The Overmind, in Sri Aurobindo's terminology, is the plane just below the Supermind — a plane of cosmic gods, where the One appears as many supreme Deities each holding part of the Truth. The Oversoul is the universal Soul of which individual souls are aspects. Both are glimpsed here.

But the very top — what Sri Aurobindo calls the Supermind, the plane of full divine consciousness — is approached but not entered.

All but the ultimate Mystery was his field, Almost the Unknowable disclosed its rim.

What this canto is for

Structurally, the canto sets up Book 3 ("The Book of the Divine Mother"). Aswapati has reached the highest plane accessible by ascent. To go further, something must come down to him — and that is what Book 3 is about. He will receive a boon from the Mother that brings the supreme down into the human, and Savitri's birth will be its result.

The canto closes with Aswapati already partly assumed into the higher consciousness:

A portion of that majesty he was made. At will he lived in the unoblivious Ray.

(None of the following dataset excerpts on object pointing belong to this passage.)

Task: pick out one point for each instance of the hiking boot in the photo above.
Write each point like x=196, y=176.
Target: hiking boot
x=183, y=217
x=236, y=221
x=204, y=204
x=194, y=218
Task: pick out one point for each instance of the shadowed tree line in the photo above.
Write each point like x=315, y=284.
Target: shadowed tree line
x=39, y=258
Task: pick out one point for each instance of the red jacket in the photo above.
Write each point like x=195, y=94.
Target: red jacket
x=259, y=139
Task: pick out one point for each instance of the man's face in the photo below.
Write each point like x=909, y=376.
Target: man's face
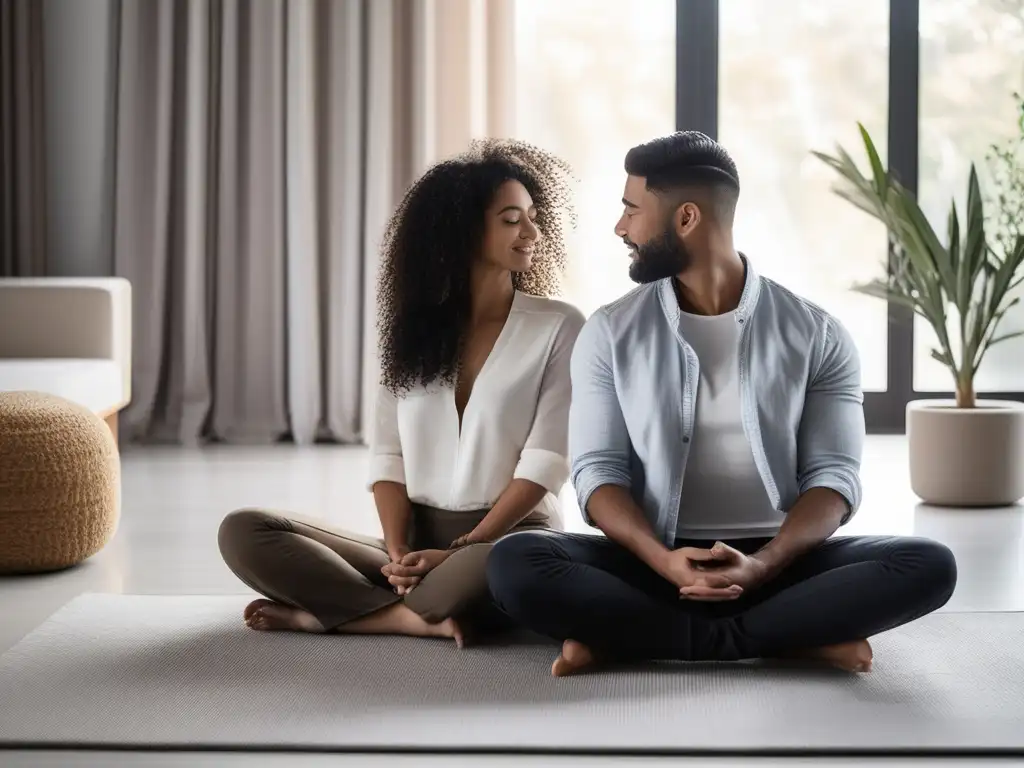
x=646, y=226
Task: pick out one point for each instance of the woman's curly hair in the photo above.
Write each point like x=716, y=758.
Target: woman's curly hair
x=423, y=296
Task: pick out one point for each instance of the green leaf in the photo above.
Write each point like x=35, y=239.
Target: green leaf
x=881, y=177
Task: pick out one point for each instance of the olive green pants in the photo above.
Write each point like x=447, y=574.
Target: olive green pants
x=336, y=574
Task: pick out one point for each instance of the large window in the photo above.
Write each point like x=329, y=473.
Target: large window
x=932, y=80
x=972, y=60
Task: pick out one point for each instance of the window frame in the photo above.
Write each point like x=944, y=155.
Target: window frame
x=696, y=109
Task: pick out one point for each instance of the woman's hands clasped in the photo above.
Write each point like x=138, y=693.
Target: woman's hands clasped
x=407, y=569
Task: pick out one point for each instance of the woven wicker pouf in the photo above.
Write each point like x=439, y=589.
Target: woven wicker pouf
x=59, y=482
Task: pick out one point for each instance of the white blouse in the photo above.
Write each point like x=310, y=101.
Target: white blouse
x=515, y=424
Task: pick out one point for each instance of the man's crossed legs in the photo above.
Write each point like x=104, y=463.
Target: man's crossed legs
x=603, y=602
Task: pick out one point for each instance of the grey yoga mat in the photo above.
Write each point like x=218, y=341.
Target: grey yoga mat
x=180, y=672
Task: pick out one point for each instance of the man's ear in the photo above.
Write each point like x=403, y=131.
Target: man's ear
x=686, y=218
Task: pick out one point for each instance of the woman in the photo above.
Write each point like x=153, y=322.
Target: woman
x=471, y=413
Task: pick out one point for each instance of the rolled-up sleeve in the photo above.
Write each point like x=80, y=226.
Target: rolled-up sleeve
x=830, y=440
x=599, y=442
x=386, y=463
x=544, y=459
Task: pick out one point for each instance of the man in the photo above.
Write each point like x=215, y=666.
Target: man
x=716, y=431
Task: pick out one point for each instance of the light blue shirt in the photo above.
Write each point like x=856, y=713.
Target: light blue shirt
x=635, y=386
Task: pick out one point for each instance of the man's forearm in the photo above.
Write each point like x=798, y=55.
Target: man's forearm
x=614, y=512
x=517, y=501
x=394, y=511
x=814, y=517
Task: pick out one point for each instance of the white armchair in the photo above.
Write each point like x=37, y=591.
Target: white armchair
x=69, y=337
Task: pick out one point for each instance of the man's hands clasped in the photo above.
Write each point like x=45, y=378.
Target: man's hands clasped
x=407, y=568
x=714, y=574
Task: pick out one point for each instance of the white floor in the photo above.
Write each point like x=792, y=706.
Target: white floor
x=173, y=501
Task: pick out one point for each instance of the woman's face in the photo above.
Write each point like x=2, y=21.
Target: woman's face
x=510, y=230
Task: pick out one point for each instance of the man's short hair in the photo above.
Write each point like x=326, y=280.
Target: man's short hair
x=686, y=161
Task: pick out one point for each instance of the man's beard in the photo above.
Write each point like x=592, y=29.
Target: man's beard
x=664, y=256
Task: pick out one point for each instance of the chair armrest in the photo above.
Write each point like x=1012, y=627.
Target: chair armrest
x=79, y=317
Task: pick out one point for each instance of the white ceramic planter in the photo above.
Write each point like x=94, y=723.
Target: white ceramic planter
x=967, y=457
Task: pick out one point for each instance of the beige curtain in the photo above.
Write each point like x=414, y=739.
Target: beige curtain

He has not just visited; he has been transformed. The Aswapati who finishes Book 2 is no longer the human king who began Book 1's Yoga. He has become a vessel.

A scenario to ground "knowledge by identity"

Imagine the difference between describing your hand and being your hand. You can list all the facts about your hand from outside — fingers, bones, blood vessels — and never run out of new ones. But you also know your hand from inside; you don't have to think about whether it is yours. That inside-knowing, applied to everything, is the Greater Knowledge. It is what knowledge would be if there were no division anywhere.

This is impossible to picture from inside ordinary mind, because ordinary mind only knows by separation. But the canto's claim is that the impossibility is an artefact of the plane we are on, not of knowledge itself.

Connections

The Greater Knowledge is the top of The World-Stair reachable by ascent. Beyond it are the Overmind, Oversoul, and Supermind that Book 3 will treat more fully. It is the plane from which Aswapati can finally receive his commission from The Divine Mother. The "knowledge by identity" it describes is the cognitive mode that The Secret Knowledge of Book 1, Canto 4 was a partial preview of.

Open questions

The Overmind and Supermind are the two highest planes in Sri Aurobindo's system and the ones that distinguish his teaching most sharply from earlier yogic traditions. Book 3 develops them further; The Life Divine gives the most systematic account. This article should be revisited once those sources are in raw/ and the Mother's boon in Book 3 has been read.